Memorial University’s decision to drop the “Ode to Newfoundland” from Convocation has angered some, though disappointment is the response that seems better suited to this display of bad judgment.
Memorial, like so many others individuals and institutions, is in determined pursuit of political correctness. Its leadership is undoubtedly well-intentioned, but they share the sensitivities of the tone deaf, elivering insult in the process.
As much as some may think, the Ode isn’t just another lyric found on radio’s “top ten”. It is the province’s official anthem; it has meaning, purpose and history; it speaks to civility and to values that are universally embraced. It contains neither reference to war nor aggression. Still, it has been sung on the battlefield. It is respectful of land, of ancestry, and of the noble idea of “home” and mutual respect. Who wouldn’t wish all nations this choice of anthem, as an expression of themselves?
Over time an anthem embodies meaning beyond the lyrics. Our Ode is sung in celebration, ceremony, and solemnity, too. Too many times it has served to console as much as to honor and respect, including those who fought to preserve our freedom, and who didn’t get to return home.
On a different level, it is a simple love song to a people and to their place. It is deficient in the language of inclusion, yes, sexist by the standards of today, too, but only those who misunderstand the language of respect ascribe to it offense whether to aboriginal, to gender, or to religious belief.
This is not an issue of rights.

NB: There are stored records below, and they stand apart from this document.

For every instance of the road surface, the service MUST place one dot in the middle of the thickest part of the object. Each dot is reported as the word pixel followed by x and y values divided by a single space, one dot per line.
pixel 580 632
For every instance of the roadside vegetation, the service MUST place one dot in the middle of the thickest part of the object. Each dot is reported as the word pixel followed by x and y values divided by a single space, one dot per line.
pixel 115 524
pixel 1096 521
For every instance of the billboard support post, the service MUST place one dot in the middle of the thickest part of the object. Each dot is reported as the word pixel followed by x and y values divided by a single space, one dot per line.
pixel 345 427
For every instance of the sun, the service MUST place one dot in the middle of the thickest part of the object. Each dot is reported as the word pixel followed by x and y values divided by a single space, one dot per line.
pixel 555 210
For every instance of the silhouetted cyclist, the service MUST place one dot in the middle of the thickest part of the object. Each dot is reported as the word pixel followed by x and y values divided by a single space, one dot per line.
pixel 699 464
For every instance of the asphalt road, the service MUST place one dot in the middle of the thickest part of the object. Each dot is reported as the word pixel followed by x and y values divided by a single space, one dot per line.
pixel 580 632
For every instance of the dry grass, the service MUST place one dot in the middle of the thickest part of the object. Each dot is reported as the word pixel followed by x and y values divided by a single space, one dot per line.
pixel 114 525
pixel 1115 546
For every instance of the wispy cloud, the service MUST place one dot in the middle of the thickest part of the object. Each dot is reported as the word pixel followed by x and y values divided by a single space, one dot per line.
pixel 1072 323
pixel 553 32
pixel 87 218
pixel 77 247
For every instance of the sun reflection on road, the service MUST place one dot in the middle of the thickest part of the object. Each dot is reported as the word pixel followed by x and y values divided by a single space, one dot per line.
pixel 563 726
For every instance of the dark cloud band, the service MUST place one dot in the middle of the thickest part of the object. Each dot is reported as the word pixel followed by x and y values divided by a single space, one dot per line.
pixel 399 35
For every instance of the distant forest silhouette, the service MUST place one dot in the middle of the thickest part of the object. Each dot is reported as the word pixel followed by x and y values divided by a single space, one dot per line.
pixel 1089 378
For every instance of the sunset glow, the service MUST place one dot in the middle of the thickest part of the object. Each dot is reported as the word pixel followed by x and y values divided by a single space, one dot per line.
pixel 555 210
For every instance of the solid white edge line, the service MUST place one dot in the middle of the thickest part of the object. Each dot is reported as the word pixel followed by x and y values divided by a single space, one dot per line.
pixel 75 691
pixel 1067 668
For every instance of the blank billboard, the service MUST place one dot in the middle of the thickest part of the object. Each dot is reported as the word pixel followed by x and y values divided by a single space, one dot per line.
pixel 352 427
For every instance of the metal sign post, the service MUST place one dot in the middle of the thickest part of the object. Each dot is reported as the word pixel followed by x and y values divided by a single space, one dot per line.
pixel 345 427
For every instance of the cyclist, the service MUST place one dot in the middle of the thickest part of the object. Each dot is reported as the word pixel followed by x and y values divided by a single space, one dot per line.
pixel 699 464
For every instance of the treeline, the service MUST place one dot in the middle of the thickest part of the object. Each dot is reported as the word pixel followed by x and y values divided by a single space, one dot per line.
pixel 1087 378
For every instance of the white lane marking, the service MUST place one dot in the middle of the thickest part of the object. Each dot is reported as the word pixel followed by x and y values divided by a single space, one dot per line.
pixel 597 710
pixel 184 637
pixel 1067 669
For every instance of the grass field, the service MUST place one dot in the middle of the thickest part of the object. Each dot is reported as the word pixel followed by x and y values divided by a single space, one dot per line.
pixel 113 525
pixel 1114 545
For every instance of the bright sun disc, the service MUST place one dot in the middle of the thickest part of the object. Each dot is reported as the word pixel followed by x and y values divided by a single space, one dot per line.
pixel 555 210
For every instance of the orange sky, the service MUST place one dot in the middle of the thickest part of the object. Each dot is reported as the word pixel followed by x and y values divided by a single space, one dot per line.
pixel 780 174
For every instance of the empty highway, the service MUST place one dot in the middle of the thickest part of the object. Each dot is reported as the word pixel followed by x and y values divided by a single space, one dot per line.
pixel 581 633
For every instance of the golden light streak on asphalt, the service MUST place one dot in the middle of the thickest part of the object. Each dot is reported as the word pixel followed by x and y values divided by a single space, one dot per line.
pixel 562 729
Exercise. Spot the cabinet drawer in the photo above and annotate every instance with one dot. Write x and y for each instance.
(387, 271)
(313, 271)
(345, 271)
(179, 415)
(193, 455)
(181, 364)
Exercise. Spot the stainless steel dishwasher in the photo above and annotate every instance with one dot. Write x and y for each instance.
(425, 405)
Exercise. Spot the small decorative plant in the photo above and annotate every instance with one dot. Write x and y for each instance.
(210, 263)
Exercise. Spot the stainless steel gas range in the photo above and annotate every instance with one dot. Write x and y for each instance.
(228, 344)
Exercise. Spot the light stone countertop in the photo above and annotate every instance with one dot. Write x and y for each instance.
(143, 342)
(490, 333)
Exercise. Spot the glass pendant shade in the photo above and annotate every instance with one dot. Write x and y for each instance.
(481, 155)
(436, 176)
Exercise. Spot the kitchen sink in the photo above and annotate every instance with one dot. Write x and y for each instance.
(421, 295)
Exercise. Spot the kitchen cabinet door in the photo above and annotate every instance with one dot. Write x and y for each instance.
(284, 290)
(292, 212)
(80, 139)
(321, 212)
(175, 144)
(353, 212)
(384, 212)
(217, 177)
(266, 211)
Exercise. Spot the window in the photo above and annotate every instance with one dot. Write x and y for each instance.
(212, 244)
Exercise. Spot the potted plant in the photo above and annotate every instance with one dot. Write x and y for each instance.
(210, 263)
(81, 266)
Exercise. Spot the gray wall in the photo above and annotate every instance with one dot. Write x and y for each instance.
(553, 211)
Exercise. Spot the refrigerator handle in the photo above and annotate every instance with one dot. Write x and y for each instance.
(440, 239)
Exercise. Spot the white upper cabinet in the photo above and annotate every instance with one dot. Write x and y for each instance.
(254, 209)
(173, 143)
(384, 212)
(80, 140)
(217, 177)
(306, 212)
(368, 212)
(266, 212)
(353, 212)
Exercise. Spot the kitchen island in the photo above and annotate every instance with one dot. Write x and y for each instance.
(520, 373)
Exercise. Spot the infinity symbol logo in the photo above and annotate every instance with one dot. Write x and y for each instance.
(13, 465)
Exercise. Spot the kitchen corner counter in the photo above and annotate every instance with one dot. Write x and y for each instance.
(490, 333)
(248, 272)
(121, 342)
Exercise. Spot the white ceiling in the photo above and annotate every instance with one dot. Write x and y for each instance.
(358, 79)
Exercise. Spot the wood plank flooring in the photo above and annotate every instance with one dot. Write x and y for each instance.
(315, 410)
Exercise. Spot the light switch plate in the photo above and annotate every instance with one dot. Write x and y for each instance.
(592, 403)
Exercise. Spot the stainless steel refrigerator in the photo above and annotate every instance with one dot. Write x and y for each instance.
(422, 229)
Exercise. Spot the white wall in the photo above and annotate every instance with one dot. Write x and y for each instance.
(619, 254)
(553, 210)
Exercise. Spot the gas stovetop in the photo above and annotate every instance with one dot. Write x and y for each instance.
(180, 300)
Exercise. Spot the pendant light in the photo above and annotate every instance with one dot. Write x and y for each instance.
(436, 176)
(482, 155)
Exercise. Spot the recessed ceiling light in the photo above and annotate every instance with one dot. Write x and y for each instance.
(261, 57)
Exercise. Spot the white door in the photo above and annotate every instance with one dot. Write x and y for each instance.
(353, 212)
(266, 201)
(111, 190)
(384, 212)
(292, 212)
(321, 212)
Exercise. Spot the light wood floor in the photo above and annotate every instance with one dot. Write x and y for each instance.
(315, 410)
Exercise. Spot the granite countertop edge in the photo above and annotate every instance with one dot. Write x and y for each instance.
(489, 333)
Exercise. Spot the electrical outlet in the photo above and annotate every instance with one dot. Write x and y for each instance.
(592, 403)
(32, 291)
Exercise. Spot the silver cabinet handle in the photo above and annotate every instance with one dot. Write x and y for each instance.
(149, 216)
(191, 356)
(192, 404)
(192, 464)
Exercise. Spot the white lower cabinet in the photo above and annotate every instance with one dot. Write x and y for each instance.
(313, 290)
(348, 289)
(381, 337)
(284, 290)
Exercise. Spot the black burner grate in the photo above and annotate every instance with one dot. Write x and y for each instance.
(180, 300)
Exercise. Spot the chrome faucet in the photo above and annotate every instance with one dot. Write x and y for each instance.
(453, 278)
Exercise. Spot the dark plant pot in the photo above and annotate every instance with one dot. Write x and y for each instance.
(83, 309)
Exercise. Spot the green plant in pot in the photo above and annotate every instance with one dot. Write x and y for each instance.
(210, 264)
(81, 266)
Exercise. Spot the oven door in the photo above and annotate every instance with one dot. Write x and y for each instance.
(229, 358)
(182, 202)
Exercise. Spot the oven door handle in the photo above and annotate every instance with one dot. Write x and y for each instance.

Indeed, if all that our sciety had to offer were icons and the trappings of culture, Memorial might have a point. But we offer to the world respect in matters of gender, race, religion, a safe harbour, and opportunity, including the opportunity for all people to be whom they wish. Except for those with an arbitrary bent, the short comings of Sir Cavendish Boyle really do not diminish this monumental achievement.
The real irony is that no other institution boasts as many resources to deliver the words of change in the Ode, and the musical accompaniment, as much as Memorial, though that opportunity may have been squandered.
There is no justification for the failure to consult, to recognize the rightful role of government in the process, or for Memorial’s failure to articulate, first, the urgency of this perceived crisis. Memorial enjoys no moral superiority in such matters.
But mostly, it is the arbitrariness and insensitivity that is galling. Who isn’t aware of our expanding multicultural society. Why would we not want everyone’s participation, making the changes a democratic endeavour?
Even the justification Memorial uses for its action demands sober second thought.
“Our student body is made up of people of many different faiths, cultures, places of origin and backgrounds”, was one of the reasons given for excluding the Ode.
We might ask: which of those nationalities or cultures boast lyrics, symbols and institutions where all forms of bias and expressions of insensitivity towards other races, cultures, and creeds have been erased?
If there is one, let us know so that we can learn from the processes successfully employed, and put them to work.
A more likely truth is that most societies, like our own, still have some distance to go.
Then there is this issue: What is Memorial’s logic in issuing the assurance that while the Ode will be eliminated from Convocation, it will be permitted for use in the Ceremony of Remembrance. If it is so offensive that it must be dropped for one group, how can it be acceptable to another?
Moral superiority is not a virtue becoming of any group.
The Ode is, rightfully, a sensitive matter which suggests that the issues raised are best resolved by people of good judgment.